Case ID: ad3d_5/html/0705-01.html
Source: Caselaw Access Project
Author: {"author": "", "license": "Public Domain", "url": "https://static.case.law/"}
Date Created: 2024-08-24T03:29:51.129683

The People of the State of New York, Respondent, v Sean Williams, Appellant.
    [774 NYS2d 722]
   Appeal by the defendant from a judgment of the Supreme Court, Kings County (Knipel, J.), rendered January 7, 2002, convicting him of murder in the second degree and criminal possession of a weapon in the second degree, upon a jury verdict, and imposing sentence.

Ordered that the judgment is affirmed.

After the defendant’s counsel exercised peremptory challenges to two nonblack prospective jurors in the third round of jury selection, the prosecutor raised a reverse-Batson objection (see Batson v Kentucky, 476 US 79 [1986]).

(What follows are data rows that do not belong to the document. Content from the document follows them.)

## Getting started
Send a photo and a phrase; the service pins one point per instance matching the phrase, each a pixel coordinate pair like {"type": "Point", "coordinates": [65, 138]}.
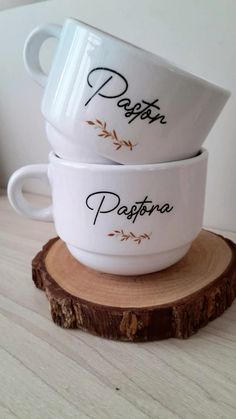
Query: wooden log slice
{"type": "Point", "coordinates": [175, 302]}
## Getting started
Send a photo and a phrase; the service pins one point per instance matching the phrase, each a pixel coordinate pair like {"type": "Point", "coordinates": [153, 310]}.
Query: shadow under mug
{"type": "Point", "coordinates": [126, 220]}
{"type": "Point", "coordinates": [119, 101]}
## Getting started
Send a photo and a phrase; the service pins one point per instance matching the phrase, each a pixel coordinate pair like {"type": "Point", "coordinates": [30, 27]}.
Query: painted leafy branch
{"type": "Point", "coordinates": [120, 234]}
{"type": "Point", "coordinates": [105, 133]}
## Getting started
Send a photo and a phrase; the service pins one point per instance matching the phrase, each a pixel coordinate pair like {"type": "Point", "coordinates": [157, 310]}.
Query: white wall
{"type": "Point", "coordinates": [199, 35]}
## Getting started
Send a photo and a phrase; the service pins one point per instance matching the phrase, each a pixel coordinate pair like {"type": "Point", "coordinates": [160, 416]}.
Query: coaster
{"type": "Point", "coordinates": [175, 302]}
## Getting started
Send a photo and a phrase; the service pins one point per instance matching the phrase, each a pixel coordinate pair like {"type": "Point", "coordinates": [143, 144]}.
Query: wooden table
{"type": "Point", "coordinates": [47, 372]}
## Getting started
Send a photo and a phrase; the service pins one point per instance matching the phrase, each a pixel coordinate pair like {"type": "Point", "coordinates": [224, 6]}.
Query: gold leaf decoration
{"type": "Point", "coordinates": [122, 236]}
{"type": "Point", "coordinates": [105, 133]}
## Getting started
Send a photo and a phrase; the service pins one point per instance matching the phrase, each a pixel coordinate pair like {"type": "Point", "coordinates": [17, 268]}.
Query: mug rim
{"type": "Point", "coordinates": [157, 59]}
{"type": "Point", "coordinates": [123, 168]}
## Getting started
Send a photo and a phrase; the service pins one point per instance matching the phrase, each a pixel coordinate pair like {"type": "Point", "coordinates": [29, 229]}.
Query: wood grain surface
{"type": "Point", "coordinates": [47, 372]}
{"type": "Point", "coordinates": [175, 302]}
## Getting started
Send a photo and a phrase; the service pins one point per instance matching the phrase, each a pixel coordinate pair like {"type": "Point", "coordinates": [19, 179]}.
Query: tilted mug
{"type": "Point", "coordinates": [126, 104]}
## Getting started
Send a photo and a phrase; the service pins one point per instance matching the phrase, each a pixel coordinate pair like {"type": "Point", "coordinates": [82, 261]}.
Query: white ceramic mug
{"type": "Point", "coordinates": [118, 100]}
{"type": "Point", "coordinates": [125, 220]}
{"type": "Point", "coordinates": [81, 154]}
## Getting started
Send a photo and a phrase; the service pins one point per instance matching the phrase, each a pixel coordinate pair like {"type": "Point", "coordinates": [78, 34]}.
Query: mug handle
{"type": "Point", "coordinates": [32, 48]}
{"type": "Point", "coordinates": [15, 192]}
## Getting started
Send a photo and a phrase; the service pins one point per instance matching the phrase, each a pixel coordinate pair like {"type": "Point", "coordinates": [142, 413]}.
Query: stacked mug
{"type": "Point", "coordinates": [127, 171]}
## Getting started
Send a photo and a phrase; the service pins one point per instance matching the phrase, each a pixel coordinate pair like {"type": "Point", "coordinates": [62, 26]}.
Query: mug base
{"type": "Point", "coordinates": [129, 265]}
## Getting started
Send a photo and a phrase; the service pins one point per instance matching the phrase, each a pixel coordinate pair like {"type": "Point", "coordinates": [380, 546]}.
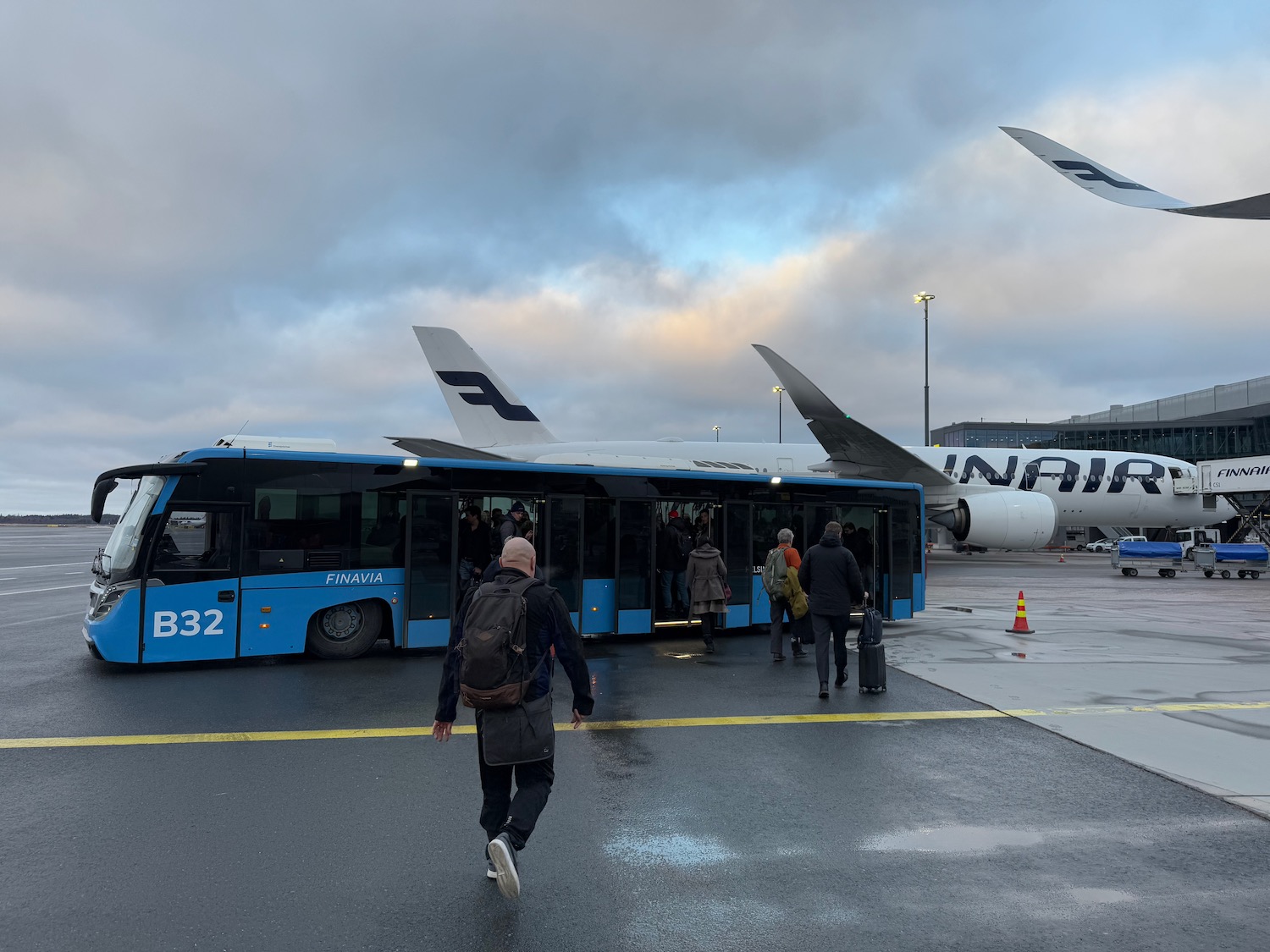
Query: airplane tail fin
{"type": "Point", "coordinates": [485, 410]}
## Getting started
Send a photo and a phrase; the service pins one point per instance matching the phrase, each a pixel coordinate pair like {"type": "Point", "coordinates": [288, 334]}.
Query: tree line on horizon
{"type": "Point", "coordinates": [60, 518]}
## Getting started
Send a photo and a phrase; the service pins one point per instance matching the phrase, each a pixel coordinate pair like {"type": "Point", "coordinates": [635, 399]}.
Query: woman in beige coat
{"type": "Point", "coordinates": [708, 588]}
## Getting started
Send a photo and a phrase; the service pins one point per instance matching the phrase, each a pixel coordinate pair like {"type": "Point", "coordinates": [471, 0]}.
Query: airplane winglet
{"type": "Point", "coordinates": [853, 448]}
{"type": "Point", "coordinates": [1084, 172]}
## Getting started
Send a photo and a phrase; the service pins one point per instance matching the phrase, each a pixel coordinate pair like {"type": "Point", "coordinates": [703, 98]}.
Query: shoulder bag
{"type": "Point", "coordinates": [520, 734]}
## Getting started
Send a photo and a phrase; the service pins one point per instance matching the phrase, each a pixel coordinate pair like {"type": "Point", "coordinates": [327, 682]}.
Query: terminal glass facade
{"type": "Point", "coordinates": [1184, 439]}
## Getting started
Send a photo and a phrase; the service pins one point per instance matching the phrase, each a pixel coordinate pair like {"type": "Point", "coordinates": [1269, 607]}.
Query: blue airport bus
{"type": "Point", "coordinates": [231, 553]}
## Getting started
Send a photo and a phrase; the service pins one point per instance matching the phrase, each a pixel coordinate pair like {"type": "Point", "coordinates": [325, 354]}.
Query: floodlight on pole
{"type": "Point", "coordinates": [925, 301]}
{"type": "Point", "coordinates": [780, 398]}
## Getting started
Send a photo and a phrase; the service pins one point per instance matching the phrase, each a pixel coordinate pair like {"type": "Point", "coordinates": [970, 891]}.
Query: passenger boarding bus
{"type": "Point", "coordinates": [231, 553]}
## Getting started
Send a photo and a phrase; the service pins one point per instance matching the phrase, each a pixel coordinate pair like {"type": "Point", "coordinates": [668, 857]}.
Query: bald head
{"type": "Point", "coordinates": [518, 553]}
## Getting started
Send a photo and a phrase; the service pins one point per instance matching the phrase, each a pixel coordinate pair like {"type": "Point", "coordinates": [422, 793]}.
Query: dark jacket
{"type": "Point", "coordinates": [672, 556]}
{"type": "Point", "coordinates": [474, 543]}
{"type": "Point", "coordinates": [546, 626]}
{"type": "Point", "coordinates": [831, 578]}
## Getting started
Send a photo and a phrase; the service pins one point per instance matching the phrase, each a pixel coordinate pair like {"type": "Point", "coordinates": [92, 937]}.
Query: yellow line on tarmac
{"type": "Point", "coordinates": [747, 720]}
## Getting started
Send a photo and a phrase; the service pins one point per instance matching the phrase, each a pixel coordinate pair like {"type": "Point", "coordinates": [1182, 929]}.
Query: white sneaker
{"type": "Point", "coordinates": [502, 853]}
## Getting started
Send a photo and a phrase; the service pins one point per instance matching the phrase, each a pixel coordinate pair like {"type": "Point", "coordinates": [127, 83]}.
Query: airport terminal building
{"type": "Point", "coordinates": [1217, 423]}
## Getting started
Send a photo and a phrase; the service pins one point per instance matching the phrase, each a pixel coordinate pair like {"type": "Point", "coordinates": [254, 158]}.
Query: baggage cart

The Supreme Court concluded that the facially race-neutral reasons proffered by the defendant’s counsel with respect to one of the two challenges were pretextual. The Supreme Court’s determination is entitled to great deference on appeal and will not be disturbed where, as here, it is supported by the record (see People v Brown, 280 AD2d 609 [2001]; People v Miller, 266 AD2d 478 [1999]).

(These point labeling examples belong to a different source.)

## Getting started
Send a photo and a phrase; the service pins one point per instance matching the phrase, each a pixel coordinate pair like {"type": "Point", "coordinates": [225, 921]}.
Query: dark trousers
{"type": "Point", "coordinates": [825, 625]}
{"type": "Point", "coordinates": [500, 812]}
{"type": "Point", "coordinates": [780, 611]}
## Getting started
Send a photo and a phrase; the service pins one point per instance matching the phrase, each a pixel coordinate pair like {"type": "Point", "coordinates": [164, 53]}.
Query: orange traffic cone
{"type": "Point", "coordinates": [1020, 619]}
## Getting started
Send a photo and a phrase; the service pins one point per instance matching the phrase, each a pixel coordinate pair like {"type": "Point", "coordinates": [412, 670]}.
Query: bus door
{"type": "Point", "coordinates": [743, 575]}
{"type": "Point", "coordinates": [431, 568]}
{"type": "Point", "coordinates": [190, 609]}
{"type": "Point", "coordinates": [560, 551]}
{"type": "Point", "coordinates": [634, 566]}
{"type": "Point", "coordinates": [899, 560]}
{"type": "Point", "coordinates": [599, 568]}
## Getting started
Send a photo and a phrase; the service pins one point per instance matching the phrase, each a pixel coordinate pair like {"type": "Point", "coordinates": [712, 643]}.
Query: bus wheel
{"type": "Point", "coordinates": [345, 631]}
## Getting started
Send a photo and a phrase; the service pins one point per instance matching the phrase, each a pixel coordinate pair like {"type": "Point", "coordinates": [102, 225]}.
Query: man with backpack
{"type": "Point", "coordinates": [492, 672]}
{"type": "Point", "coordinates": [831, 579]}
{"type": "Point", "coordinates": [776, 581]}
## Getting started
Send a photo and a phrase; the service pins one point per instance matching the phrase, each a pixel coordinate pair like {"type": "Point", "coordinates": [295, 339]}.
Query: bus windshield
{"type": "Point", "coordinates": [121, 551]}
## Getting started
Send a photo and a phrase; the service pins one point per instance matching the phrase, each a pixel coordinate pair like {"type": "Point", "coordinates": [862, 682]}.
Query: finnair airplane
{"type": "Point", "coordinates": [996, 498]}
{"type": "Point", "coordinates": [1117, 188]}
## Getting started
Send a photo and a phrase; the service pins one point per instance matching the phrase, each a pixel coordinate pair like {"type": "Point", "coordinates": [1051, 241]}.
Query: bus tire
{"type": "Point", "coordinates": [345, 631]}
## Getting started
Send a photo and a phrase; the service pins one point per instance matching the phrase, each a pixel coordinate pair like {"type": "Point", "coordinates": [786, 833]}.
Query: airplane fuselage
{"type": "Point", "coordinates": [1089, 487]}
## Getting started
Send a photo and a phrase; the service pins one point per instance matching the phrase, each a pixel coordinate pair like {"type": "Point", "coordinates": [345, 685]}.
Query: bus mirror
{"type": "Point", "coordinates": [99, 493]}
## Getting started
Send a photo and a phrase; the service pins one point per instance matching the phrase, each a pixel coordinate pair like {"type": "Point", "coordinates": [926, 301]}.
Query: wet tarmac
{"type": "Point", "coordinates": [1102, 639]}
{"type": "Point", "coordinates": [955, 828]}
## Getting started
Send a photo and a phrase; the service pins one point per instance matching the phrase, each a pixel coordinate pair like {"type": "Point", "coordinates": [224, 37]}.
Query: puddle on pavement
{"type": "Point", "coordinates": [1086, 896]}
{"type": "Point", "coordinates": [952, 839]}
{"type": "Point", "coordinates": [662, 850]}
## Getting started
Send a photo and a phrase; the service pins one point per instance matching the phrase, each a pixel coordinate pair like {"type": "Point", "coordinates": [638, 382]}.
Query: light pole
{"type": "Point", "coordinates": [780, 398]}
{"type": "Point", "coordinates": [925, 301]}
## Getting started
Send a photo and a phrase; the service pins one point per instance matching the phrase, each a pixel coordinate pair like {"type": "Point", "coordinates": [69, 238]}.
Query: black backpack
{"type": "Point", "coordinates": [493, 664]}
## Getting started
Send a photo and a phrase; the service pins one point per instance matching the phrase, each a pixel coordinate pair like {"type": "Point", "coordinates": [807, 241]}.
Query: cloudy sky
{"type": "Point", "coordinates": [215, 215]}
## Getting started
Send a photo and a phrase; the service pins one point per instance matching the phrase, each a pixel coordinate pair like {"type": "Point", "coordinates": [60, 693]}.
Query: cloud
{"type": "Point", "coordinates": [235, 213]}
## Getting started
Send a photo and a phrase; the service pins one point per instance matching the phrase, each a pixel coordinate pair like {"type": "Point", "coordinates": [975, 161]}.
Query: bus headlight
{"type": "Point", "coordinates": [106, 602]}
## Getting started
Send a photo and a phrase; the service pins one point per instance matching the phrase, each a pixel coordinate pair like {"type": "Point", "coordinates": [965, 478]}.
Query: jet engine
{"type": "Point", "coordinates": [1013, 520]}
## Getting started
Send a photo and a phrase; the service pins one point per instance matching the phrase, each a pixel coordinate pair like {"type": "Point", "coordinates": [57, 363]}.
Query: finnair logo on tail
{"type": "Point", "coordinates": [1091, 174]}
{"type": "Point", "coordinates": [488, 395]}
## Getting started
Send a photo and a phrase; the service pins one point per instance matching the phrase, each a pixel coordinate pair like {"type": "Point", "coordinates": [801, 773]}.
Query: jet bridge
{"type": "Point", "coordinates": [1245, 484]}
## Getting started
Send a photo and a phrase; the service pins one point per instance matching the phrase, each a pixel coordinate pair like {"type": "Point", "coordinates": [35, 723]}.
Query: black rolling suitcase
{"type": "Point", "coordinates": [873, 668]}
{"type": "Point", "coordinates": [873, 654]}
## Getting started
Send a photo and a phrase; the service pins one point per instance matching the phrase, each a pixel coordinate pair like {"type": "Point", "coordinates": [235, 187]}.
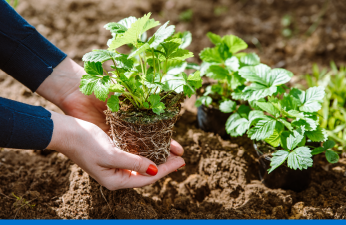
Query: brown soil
{"type": "Point", "coordinates": [220, 179]}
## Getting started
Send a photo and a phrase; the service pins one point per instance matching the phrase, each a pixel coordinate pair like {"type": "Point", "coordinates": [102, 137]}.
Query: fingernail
{"type": "Point", "coordinates": [152, 170]}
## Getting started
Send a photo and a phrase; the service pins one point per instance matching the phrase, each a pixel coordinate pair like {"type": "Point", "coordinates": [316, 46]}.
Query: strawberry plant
{"type": "Point", "coordinates": [283, 118]}
{"type": "Point", "coordinates": [333, 113]}
{"type": "Point", "coordinates": [222, 63]}
{"type": "Point", "coordinates": [143, 89]}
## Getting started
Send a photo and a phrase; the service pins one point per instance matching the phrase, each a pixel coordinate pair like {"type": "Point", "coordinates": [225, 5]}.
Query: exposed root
{"type": "Point", "coordinates": [148, 140]}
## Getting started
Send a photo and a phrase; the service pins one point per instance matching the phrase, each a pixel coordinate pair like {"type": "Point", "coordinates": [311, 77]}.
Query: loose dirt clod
{"type": "Point", "coordinates": [151, 140]}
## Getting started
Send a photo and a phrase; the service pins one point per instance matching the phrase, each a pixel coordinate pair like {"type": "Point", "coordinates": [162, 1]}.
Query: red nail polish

The defendant’s arguments regarding alleged prosecutorial misconduct during summation are largely unpreserved for appellate review (see CPL 470.05 [2]). In any event, the comments alleged to be inflammatory and prejudicial were all either fair comment on the evidence (see People v Ashwal, 39 NY2d 105 [1976]), responsive to arguments and theories presented in the defense counsel’s summation (see People v Galloway, 54 NY2d 396 [1981]), or harmless in light of the overwhelming evidence of the defendant’s guilt (see People v Crimmins, 36 NY2d 230 [1975]).

The defendant’s contention that the purported murder weapon was improperly admitted into evidence is without merit. Where, as here, reasonable assurances established that the gun sought to be admitted was the same weapon as was used in the crime and that it was unchanged, any deficiencies in the chain of custody went only to the weight to be given to the evidence, not the admissibility (see People v Rodriguez, 238 AD2d 447, 448 [1997]; People v Donovan, 141 AD2d 835, 835-836 [1988]). Altman, J.P., Smith, H. Miller and Mastro, JJ., concur.